The metrics should help to show what works and what does not ... and who are making good decisions and who are not … and what issues most need to be addressed so that people know what to do.

For TVM, a better question is about the activities that result in abject poverty and what are the needs that poor people have so that (1) they may survive; and (2) they may progress.

Middle class quality of life

Most of what might be thought of as middle class needs are merely wants ... but they are the driving force of the modern consumption economy. There is a big service industry that has the singular job of convincing ordinary people that they “need” all sorts of things that are profitable to provide ... and are really not needed at all. In fact the consumer would be better off if much of what they are buying was never produced.

The conventional wisdom for many decades has been that socio-economic success is about the achievement of a middle class life style ... like the Americans. The problem with this is that middle class consumption using the American model cannot be achieved without rapid loss of the earth's natural wealth. With only 5% of the worlds population achieving this level of consumption ... natural resources are already stressed and it is difficult to imagine what will happen if 50% of the population were middle class .

For the global middle class, it is imperative that needs are redefined so that the ultimate is not simply “more and more” but something that reflects more quality and less quantity … more happiness less “stuff”.

Luxury ... not needs at all

The world has a super-rich class and though small in number they can buy whatever they want using money from their very deep pockets. This big buying power supports a big luxury sector. Much of the commerce associated with the luxury sector does not satisfy need at all ... but serves high end wants ... more the satisfaction of ego and confirmation of elite status in society!

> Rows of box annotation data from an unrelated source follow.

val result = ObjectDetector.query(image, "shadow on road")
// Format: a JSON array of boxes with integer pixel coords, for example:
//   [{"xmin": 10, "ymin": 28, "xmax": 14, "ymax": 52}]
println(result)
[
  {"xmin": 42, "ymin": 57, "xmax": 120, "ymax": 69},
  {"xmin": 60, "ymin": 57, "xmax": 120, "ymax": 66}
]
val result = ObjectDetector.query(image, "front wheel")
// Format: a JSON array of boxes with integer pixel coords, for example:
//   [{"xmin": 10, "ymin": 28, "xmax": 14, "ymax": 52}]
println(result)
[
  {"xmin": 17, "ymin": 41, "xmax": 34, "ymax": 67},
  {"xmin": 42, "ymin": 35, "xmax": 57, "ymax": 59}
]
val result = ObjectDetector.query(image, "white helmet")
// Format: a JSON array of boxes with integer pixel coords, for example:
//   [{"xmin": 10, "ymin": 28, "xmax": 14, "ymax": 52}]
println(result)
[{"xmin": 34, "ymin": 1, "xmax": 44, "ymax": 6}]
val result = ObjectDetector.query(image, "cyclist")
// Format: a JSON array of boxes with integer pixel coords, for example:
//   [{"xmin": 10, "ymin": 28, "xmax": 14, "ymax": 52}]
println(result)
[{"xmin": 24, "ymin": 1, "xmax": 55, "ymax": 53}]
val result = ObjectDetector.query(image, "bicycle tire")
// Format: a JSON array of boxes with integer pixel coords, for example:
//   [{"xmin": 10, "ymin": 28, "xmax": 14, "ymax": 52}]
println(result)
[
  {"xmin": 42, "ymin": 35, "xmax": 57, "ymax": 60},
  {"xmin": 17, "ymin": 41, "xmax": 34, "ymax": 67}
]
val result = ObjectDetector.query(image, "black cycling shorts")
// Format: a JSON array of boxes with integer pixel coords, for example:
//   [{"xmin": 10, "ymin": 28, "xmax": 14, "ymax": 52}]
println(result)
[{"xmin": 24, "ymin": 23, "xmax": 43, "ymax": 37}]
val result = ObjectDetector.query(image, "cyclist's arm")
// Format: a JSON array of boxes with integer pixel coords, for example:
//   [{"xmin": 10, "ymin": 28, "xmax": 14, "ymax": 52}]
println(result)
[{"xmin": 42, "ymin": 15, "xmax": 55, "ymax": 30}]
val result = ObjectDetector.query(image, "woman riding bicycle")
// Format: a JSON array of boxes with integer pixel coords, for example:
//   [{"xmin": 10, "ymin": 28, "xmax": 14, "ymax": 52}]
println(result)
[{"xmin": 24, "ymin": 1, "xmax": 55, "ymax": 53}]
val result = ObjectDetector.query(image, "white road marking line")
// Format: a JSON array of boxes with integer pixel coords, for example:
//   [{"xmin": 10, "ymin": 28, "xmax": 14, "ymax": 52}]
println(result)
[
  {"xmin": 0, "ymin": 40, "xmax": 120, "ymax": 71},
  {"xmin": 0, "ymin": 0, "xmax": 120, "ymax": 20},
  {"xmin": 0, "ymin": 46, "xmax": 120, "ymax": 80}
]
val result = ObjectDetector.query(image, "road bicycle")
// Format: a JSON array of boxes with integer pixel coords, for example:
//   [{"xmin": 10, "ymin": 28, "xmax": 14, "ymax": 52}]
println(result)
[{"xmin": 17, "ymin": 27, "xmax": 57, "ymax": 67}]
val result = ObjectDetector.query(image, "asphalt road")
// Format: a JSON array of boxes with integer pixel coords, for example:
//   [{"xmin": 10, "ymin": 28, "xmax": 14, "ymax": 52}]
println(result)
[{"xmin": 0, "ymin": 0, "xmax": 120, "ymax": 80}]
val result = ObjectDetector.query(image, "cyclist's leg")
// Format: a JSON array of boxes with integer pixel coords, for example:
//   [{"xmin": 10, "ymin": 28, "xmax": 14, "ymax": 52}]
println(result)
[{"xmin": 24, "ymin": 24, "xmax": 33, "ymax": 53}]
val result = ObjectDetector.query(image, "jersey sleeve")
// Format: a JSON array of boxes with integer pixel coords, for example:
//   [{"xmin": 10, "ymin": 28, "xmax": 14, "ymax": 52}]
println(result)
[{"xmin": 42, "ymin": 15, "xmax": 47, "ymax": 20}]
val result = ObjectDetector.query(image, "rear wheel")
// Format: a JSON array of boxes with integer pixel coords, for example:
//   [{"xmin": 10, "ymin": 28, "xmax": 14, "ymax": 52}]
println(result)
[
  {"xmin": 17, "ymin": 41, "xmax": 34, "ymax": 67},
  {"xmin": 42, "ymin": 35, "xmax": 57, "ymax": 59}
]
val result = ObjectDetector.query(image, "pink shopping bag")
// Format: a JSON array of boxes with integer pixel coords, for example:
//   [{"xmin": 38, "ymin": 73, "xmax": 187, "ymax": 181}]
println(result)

Broad-based progress is possible

Progress out of poverty

There is far more poverty than there should be.

Out of a total world population of more than 6.5 billion, it is estimated that more than 4.5 billion are poor and hungry. In a world where global surplus production is now possible, the fact of so many poor and hungry is a global disgrace. The decision makers and the leaders of society … corporate, government and the economic elite … should be ashamed of themselves.

Better and better quality of life is a reasonable goal … but better cannot merely be more and more consumption of goods and services and more and more accumulation of money wealth, but must be more and more of value creation and the accumulation of what might be called “value credits”.

Over the past century some people … relatively few … have been able to benefit from the abundance that has become possible because of advances in technology and in consequence productivity. But many more have continued to struggle to satisfy basic needs .. and the absolute number of people now poor and hungry is more than two decades ago … more than five decades ago.

The prevailing money accounting metrics of economic performance suggest that there has been socio-economic success … but this is only partially true. Way too many people are in situations where quality of life is totally unacceptable. In order to improve performance … the first step is to get the metrics that measure the right things in the right way.

Change the way the game is scored … and you change the way the game is played
Aggregate demand

Aggregate demand is a big metric in the modern money economy … aggregate demand is the driver of corporate business volume, which improves profitability which in turn makes stockholders happy. But what does aggregate demand do for society as a whole. In some situations more aggregate demand would be a great indicator of progress out of poverty … in other economic situations more aggregate demand may well end up facilitating more obesity. There is a difference and the metrics should be very clear which is which.

When community needs are satisfied by the community buying things, the community economy is on its way to being sustainable.